Have left me issueless; and your father’s bless’d—

As he from heaven merits it—with you,

Worthy his goodness. What might I have been,

Might I a son and daughter now have look’d on,

Such goodly things as you!

Enter a Lord.

Lord.Most noble sir,

That which I shall report will bear no credit,

Were not the proof so nigh. Please you, great sir,

Bohemia greets you from himself by me;

Desires you to attach his son, who has—

His dignity and duty both cast off—

Fled from his father, from his hopes, and with

A shepherd’s daughter.

Leon.Where’s Bohemia? speak.

Lord.Here in your city; I now came from him:

I speak amazedly, and it becomes

My marvel and my message. To your court

Whiles he was hastening,—in the chase it seems

Of this fair couple,—meets he on the way

The father of this seeming lady and

Her brother, having both their country quitted

With this young prince.

Flo.Camillo has betray’d me;

Whose honour and whose honesty till now

Endur’d all weathers.

Lord.Lay ’t so to his charge:

He’s with the king your father.

Leon.Who? Camillo?

Lord.Camillo, sir: I spake with him, who now

Has these poor men in question. Never saw I

Wretches so quake: they kneel, they kiss the earth,

Forswear themselves as often as they speak:

Bohemia stops his ears, and threatens them

With divers deaths in death.

Per.O my poor father!

The heaven sets spies upon us, will not have

Our contract celebrated.

Leon.You are married?

Flo.We are not, sir, nor are we like to be;

The stars, I see, will kiss the valleys first:

The odds for high and low’s alike.

Leon.My lord,

Is this the daughter of a king?

Flo.She is,

When once she is my wife.

Leon.That ‘once,’ I see, by your good father’s speed,

Will come on very slowly. I am sorry,

Most sorry, you have broken from his liking

Where you were tied in duty; and as sorry

Your choice is not so rich in worth as beauty,

That you might well enjoy her.

Flo.Dear, look up:

Though Fortune, visible an enemy,

Should chase us with my father, power no jot

Hath she to change our loves. Beseech you, sir,

Remember since you ow’d no more to time

Than I do now; with thought of such affections,

Step forth mine advocate; at your request

My father will grant precious things as trifles.

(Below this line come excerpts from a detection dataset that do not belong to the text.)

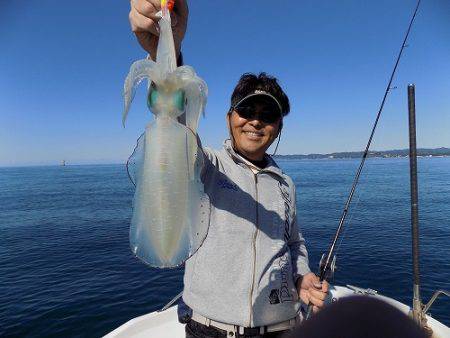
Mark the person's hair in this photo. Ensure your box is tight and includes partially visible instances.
[231,72,290,116]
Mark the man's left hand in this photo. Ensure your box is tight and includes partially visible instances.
[297,272,329,313]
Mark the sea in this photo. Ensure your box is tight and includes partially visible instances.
[0,158,450,337]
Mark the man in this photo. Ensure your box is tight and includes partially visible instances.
[129,0,328,337]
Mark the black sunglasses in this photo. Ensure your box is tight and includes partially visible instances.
[234,105,281,123]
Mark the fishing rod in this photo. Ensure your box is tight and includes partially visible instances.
[306,0,421,319]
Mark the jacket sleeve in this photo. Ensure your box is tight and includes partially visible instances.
[288,186,311,282]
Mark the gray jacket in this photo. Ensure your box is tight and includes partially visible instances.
[183,140,310,327]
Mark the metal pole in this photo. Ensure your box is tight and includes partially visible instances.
[408,84,422,325]
[305,0,421,319]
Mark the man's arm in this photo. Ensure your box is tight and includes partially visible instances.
[128,0,189,60]
[288,188,329,312]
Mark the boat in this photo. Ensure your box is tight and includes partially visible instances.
[105,85,450,338]
[105,285,450,338]
[104,0,450,338]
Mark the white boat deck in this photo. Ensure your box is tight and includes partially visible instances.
[105,286,450,338]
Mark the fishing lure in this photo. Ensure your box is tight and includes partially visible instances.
[122,0,209,268]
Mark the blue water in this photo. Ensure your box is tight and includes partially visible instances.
[0,158,450,337]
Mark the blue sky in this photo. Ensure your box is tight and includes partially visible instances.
[0,0,450,166]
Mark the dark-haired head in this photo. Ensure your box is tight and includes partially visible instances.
[230,72,290,117]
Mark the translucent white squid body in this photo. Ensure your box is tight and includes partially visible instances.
[123,8,209,267]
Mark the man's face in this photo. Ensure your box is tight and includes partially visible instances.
[227,97,281,161]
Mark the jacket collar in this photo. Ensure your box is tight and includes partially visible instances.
[223,139,283,178]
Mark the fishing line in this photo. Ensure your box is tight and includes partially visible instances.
[306,0,421,319]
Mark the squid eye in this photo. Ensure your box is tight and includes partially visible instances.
[147,86,158,108]
[172,90,185,111]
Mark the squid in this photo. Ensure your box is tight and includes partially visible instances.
[122,0,209,268]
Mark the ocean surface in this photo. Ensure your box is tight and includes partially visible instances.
[0,158,450,337]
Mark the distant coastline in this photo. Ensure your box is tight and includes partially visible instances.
[275,147,450,160]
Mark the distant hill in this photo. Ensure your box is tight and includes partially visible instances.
[275,147,450,159]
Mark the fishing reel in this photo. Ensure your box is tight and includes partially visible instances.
[319,254,336,280]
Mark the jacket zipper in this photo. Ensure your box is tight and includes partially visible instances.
[248,173,259,327]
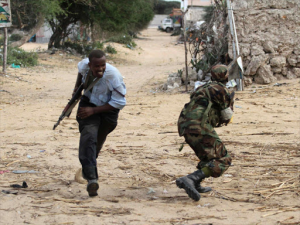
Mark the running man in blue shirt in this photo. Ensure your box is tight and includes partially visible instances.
[74,50,126,197]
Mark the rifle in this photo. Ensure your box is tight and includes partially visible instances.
[53,77,100,130]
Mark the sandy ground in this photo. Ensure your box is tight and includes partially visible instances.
[0,29,300,225]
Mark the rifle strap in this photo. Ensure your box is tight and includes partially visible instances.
[84,77,101,94]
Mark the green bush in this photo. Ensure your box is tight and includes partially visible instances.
[105,45,117,54]
[64,41,103,55]
[106,34,136,47]
[0,46,38,67]
[8,34,22,42]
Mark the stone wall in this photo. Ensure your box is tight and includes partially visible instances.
[229,0,300,85]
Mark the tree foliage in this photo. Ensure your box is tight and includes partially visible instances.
[10,0,63,31]
[154,0,180,14]
[12,0,156,48]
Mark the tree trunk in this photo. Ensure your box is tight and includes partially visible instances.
[10,16,45,47]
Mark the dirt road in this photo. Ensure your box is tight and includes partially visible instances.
[0,29,300,225]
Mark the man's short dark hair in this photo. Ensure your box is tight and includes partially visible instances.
[89,50,105,62]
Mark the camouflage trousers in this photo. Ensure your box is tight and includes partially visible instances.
[184,131,231,177]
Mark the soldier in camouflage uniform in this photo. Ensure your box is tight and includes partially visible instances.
[176,65,234,201]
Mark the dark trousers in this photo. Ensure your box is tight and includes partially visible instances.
[76,96,120,180]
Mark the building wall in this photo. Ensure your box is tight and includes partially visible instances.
[229,0,300,85]
[181,0,212,11]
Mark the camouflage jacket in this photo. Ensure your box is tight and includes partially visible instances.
[177,81,232,136]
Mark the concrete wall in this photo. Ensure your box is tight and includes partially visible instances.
[148,14,169,29]
[229,0,300,85]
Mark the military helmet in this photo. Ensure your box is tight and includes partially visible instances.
[211,65,228,81]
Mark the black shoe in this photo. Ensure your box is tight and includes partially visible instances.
[86,179,99,197]
[176,176,201,201]
[176,170,205,201]
[196,184,212,193]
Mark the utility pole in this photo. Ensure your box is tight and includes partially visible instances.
[0,0,12,73]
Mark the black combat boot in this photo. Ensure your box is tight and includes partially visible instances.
[176,170,205,201]
[196,183,212,193]
[82,166,99,197]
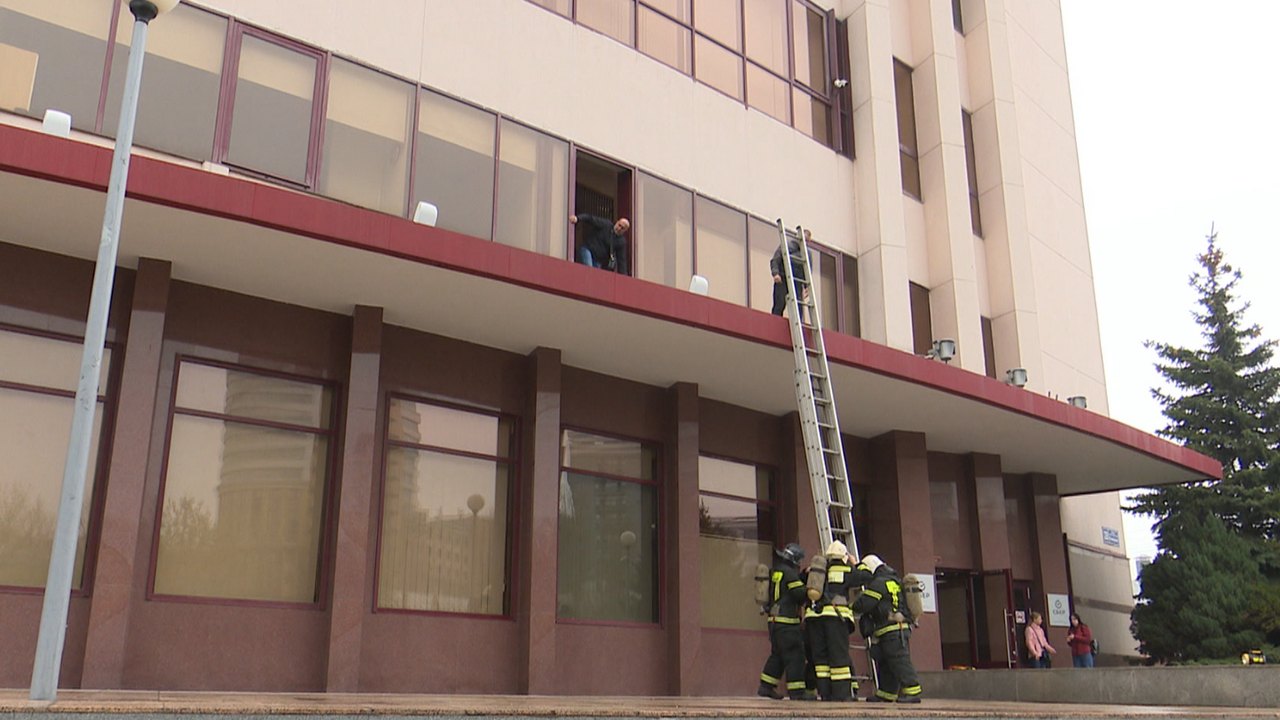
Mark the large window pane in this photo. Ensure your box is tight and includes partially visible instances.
[227,35,317,184]
[102,4,227,160]
[635,173,694,288]
[694,0,742,50]
[495,122,568,258]
[694,36,742,100]
[378,448,511,615]
[0,0,110,131]
[639,6,690,73]
[745,0,787,77]
[577,0,635,45]
[791,3,827,95]
[746,63,791,124]
[316,59,415,214]
[696,197,746,305]
[556,471,658,623]
[698,456,777,630]
[410,90,497,240]
[154,363,332,603]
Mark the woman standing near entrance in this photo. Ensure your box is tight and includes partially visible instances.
[1066,612,1093,667]
[1027,611,1057,667]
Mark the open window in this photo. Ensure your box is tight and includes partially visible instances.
[572,151,635,274]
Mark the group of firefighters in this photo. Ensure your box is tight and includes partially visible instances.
[756,541,920,702]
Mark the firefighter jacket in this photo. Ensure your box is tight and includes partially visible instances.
[769,561,805,625]
[854,565,915,639]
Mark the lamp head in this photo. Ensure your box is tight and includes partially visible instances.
[1005,368,1027,387]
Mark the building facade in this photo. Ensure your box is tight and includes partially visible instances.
[0,0,1219,694]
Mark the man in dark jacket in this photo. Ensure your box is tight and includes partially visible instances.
[854,555,920,702]
[755,543,805,700]
[568,213,631,275]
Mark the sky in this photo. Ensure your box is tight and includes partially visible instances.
[1059,0,1280,557]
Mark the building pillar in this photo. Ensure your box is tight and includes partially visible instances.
[325,306,383,693]
[849,0,914,352]
[666,383,703,696]
[861,430,942,670]
[81,258,173,689]
[1027,473,1071,650]
[516,347,562,694]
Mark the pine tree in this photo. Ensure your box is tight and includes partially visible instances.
[1129,226,1280,660]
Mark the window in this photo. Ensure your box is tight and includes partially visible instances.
[696,197,746,305]
[220,27,324,187]
[0,0,112,131]
[378,397,515,615]
[635,173,694,288]
[410,90,496,240]
[316,59,412,215]
[910,283,933,355]
[556,430,659,623]
[698,455,777,630]
[960,109,982,237]
[491,119,568,258]
[893,58,922,200]
[102,3,227,160]
[152,361,333,603]
[0,327,111,589]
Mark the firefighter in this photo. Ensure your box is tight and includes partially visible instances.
[805,541,858,701]
[854,555,920,702]
[755,543,805,700]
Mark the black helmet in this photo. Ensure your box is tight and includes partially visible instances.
[774,542,804,568]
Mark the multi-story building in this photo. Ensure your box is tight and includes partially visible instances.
[0,0,1219,694]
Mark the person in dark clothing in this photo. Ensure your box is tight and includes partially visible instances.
[755,543,805,700]
[568,213,631,275]
[854,555,922,702]
[769,231,809,315]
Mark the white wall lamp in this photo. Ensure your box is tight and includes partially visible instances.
[925,338,956,363]
[413,200,440,228]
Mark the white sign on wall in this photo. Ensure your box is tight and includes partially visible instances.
[1048,593,1071,628]
[915,573,938,612]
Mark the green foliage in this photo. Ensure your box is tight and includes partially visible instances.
[1129,234,1280,662]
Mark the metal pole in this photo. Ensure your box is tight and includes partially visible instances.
[31,9,155,701]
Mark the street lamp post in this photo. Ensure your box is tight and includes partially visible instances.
[31,0,179,701]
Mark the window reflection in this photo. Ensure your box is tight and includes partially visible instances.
[154,363,332,603]
[378,398,513,615]
[698,455,777,630]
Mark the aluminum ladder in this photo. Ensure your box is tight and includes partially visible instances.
[777,218,861,562]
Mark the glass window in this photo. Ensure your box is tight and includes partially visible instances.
[494,120,568,258]
[696,197,746,305]
[378,398,515,615]
[635,173,694,288]
[0,331,111,589]
[746,63,791,124]
[410,90,498,240]
[557,430,659,623]
[698,455,776,630]
[102,4,227,160]
[694,0,742,51]
[154,363,333,603]
[893,58,922,199]
[694,36,742,100]
[225,35,320,184]
[316,59,415,215]
[0,0,112,131]
[746,218,780,313]
[745,0,787,77]
[577,0,635,45]
[640,5,690,73]
[791,1,827,95]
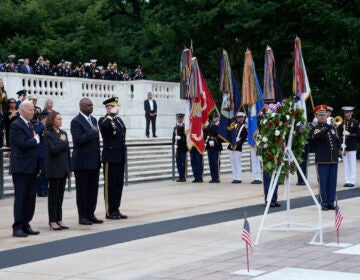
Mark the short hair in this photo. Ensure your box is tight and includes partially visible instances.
[45,111,60,130]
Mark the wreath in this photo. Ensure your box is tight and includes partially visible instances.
[257,98,309,176]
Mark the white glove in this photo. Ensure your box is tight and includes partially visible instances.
[326,117,332,125]
[312,118,319,126]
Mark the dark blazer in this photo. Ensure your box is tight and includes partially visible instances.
[44,130,71,178]
[99,115,126,163]
[144,99,157,117]
[70,113,101,171]
[10,117,39,174]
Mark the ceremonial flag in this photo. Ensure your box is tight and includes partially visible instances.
[241,218,252,248]
[335,204,344,231]
[218,50,241,146]
[242,50,264,147]
[264,46,283,103]
[185,57,215,154]
[293,37,311,120]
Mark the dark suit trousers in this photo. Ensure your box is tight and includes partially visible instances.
[12,173,36,231]
[146,116,156,136]
[104,162,124,215]
[48,176,66,223]
[74,169,100,219]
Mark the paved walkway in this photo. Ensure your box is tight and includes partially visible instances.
[0,163,360,280]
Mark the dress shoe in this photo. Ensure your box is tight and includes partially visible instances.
[270,201,281,208]
[23,225,40,235]
[209,180,220,184]
[89,216,104,224]
[79,218,92,226]
[13,229,28,237]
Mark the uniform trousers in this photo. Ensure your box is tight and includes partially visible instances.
[190,149,204,180]
[229,150,242,181]
[12,173,36,231]
[176,149,186,180]
[74,169,100,219]
[263,170,279,202]
[250,149,262,181]
[104,162,125,216]
[343,151,356,185]
[207,150,220,181]
[317,163,338,207]
[48,175,66,223]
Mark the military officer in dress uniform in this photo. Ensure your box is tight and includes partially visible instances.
[99,97,127,220]
[227,112,247,184]
[309,105,340,210]
[204,113,222,183]
[338,106,360,187]
[172,113,187,182]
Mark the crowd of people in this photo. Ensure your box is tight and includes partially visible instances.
[172,101,360,211]
[0,55,146,81]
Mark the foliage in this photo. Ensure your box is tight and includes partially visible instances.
[257,98,309,175]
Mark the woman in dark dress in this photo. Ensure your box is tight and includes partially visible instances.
[44,111,71,230]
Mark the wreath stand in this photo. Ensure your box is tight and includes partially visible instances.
[255,116,323,245]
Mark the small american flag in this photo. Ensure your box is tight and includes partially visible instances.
[335,204,344,230]
[241,218,252,248]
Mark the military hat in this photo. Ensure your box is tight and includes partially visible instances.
[103,97,118,107]
[341,106,354,112]
[313,105,328,115]
[16,89,26,96]
[28,94,38,100]
[236,112,246,117]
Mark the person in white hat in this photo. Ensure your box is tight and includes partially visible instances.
[227,112,247,184]
[339,106,360,188]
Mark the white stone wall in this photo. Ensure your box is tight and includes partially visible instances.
[0,73,185,138]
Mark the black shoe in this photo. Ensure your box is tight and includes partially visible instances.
[13,229,28,237]
[89,216,104,224]
[270,201,281,208]
[23,225,40,235]
[105,214,121,220]
[119,213,127,219]
[79,218,92,226]
[209,180,220,184]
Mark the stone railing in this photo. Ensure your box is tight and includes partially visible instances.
[0,73,185,138]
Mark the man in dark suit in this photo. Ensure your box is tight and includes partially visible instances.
[99,97,127,220]
[19,58,34,74]
[10,100,40,237]
[144,92,157,138]
[70,98,103,225]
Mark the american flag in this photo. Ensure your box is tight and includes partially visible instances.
[241,218,252,248]
[335,204,344,230]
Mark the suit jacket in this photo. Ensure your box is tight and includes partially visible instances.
[144,99,157,117]
[44,130,71,178]
[99,115,126,163]
[10,117,39,174]
[19,65,34,74]
[70,113,101,171]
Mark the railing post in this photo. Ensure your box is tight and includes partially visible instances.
[0,150,4,199]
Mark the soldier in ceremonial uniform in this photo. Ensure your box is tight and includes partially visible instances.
[99,97,127,220]
[227,112,247,184]
[204,113,222,183]
[309,105,340,210]
[172,114,187,182]
[338,106,360,187]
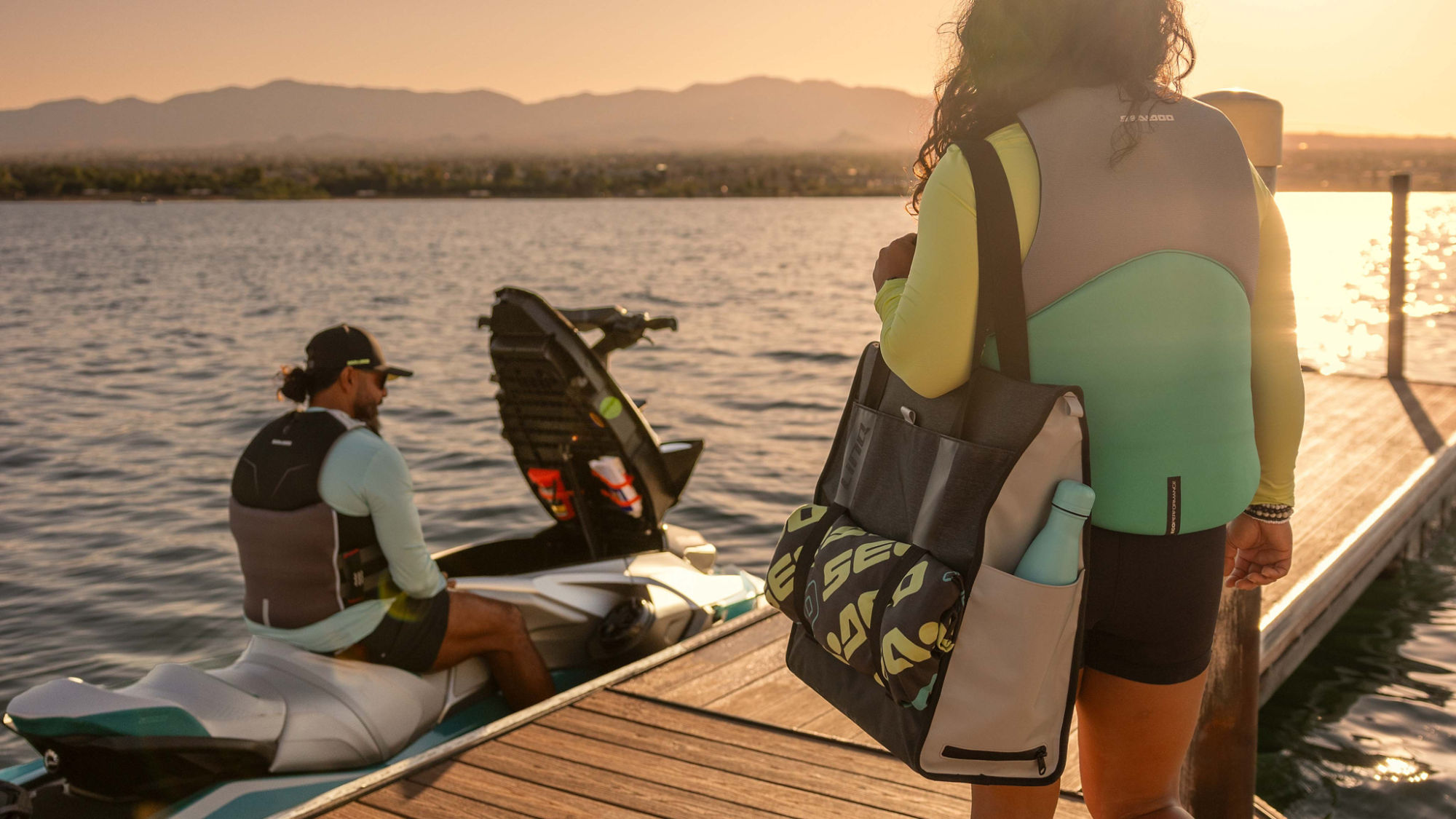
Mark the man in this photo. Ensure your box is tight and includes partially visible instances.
[229,323,555,708]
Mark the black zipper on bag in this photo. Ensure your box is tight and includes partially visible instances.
[941,745,1047,777]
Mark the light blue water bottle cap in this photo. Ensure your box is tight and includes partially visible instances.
[1051,481,1096,518]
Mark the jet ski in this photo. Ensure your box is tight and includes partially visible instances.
[0,287,763,819]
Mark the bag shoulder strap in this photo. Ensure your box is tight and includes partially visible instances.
[957,140,1031,380]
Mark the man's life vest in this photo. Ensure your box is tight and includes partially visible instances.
[987,86,1259,535]
[227,411,389,628]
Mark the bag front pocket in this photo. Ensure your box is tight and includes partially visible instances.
[920,566,1085,784]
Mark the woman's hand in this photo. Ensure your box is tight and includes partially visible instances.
[1223,515,1294,590]
[875,233,916,293]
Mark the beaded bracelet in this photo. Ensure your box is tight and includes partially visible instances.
[1243,503,1294,523]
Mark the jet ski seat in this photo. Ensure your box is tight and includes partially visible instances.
[230,637,450,774]
[6,637,488,799]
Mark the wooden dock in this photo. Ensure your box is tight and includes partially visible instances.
[278,374,1456,819]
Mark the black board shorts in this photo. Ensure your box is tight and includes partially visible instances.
[1082,526,1226,685]
[360,592,450,673]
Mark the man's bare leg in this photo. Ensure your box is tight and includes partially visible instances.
[431,592,556,708]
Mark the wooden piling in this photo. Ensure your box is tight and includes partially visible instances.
[1182,589,1261,819]
[1385,173,1411,380]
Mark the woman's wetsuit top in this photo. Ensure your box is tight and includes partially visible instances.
[875,92,1303,534]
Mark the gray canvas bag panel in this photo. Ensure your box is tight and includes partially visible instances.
[776,141,1091,786]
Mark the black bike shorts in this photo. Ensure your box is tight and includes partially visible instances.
[360,592,450,673]
[1082,526,1226,685]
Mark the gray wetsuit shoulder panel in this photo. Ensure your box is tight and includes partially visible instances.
[1021,86,1259,314]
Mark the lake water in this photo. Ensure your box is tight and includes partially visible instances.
[0,194,1456,819]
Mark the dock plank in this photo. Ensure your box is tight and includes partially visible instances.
[399,764,651,819]
[360,781,533,819]
[326,802,405,819]
[578,691,970,799]
[638,635,789,705]
[460,735,782,819]
[617,617,789,695]
[502,724,920,819]
[542,699,970,819]
[1262,374,1456,620]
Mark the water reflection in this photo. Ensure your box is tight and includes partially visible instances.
[1258,524,1456,819]
[1278,194,1456,380]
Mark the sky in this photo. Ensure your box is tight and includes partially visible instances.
[0,0,1456,135]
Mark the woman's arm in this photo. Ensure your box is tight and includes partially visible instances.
[875,135,1041,397]
[1251,175,1305,506]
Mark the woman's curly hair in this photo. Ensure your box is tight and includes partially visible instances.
[910,0,1197,213]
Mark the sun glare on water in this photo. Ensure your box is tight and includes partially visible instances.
[1278,192,1456,374]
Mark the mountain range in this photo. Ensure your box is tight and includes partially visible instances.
[0,77,932,154]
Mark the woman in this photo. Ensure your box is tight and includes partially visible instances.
[874,0,1303,819]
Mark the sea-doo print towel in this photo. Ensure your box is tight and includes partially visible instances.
[767,506,965,708]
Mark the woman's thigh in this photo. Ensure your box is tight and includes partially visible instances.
[1077,669,1207,819]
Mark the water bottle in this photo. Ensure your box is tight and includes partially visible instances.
[1016,481,1096,586]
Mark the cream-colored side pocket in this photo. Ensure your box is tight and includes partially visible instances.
[920,566,1085,780]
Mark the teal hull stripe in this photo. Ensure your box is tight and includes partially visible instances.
[10,707,211,736]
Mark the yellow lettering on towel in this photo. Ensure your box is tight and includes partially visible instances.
[824,604,869,663]
[879,628,930,675]
[823,550,855,601]
[769,547,804,609]
[855,541,895,574]
[890,560,930,606]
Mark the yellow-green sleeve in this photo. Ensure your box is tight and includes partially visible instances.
[1251,172,1305,506]
[875,125,1041,397]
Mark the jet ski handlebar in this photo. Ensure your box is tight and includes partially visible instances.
[478,306,677,361]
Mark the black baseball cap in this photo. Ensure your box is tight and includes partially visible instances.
[304,323,415,379]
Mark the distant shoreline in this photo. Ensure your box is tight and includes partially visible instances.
[0,143,1456,201]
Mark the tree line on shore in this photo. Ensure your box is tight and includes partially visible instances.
[0,150,1456,199]
[0,154,910,199]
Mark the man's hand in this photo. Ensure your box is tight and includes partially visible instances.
[875,233,916,293]
[1223,515,1294,590]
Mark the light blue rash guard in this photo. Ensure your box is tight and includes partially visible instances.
[243,406,446,653]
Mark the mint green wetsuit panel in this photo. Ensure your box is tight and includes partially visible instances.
[986,250,1259,535]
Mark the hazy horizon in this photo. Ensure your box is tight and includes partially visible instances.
[11,0,1456,137]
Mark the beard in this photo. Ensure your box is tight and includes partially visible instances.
[351,397,383,435]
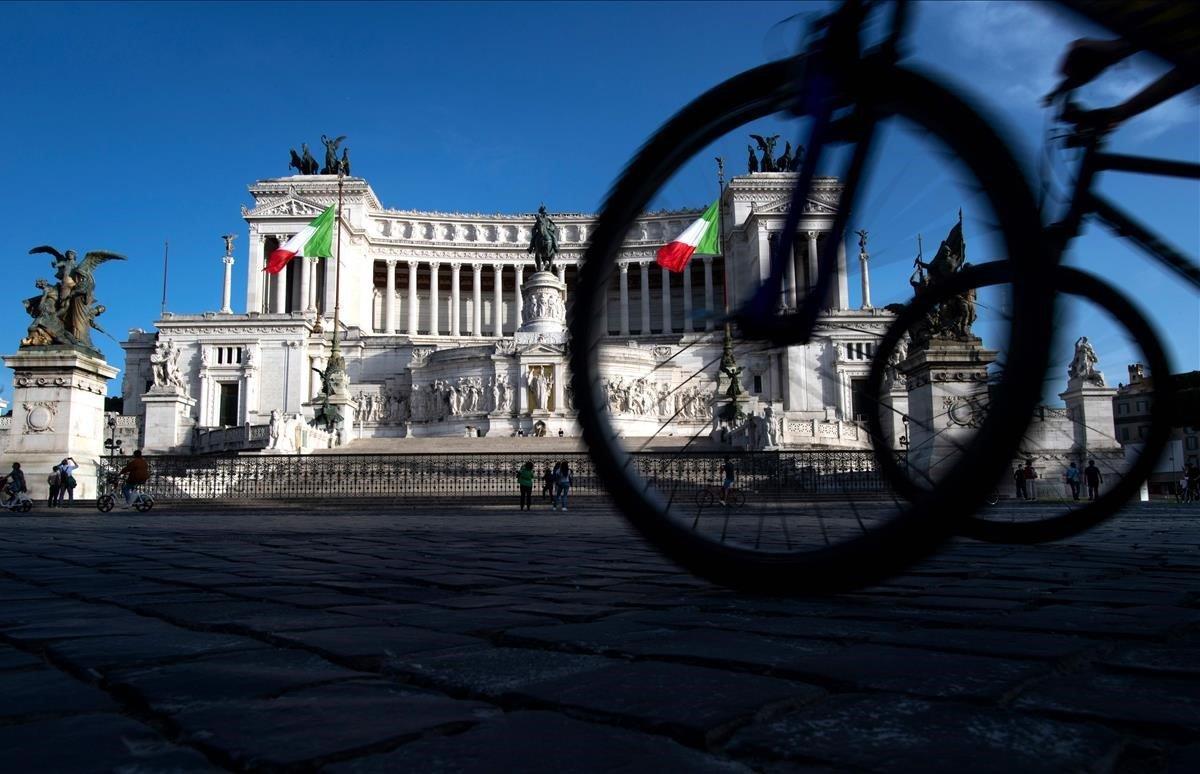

Leon.Would he do so, I’d beg your precious mistress,

Which he counts but a trifle.

Paul.Sir, my liege,

Your eye hath too much youth in ’t: not a month

’Fore your queen died, she was more worth such gazes

Than what you look on now.

Leon.I thought of her,

Even in these looks I made.[To FLORIZEL.]But your petition

Is yet unanswer’d. I will to your father:

Your honour not o’erthrown by your desires,

I am friend to them and you; upon which errand

I now go toward him. Therefore follow me,

And mark what way I make: come, good my lord.[Exeunt.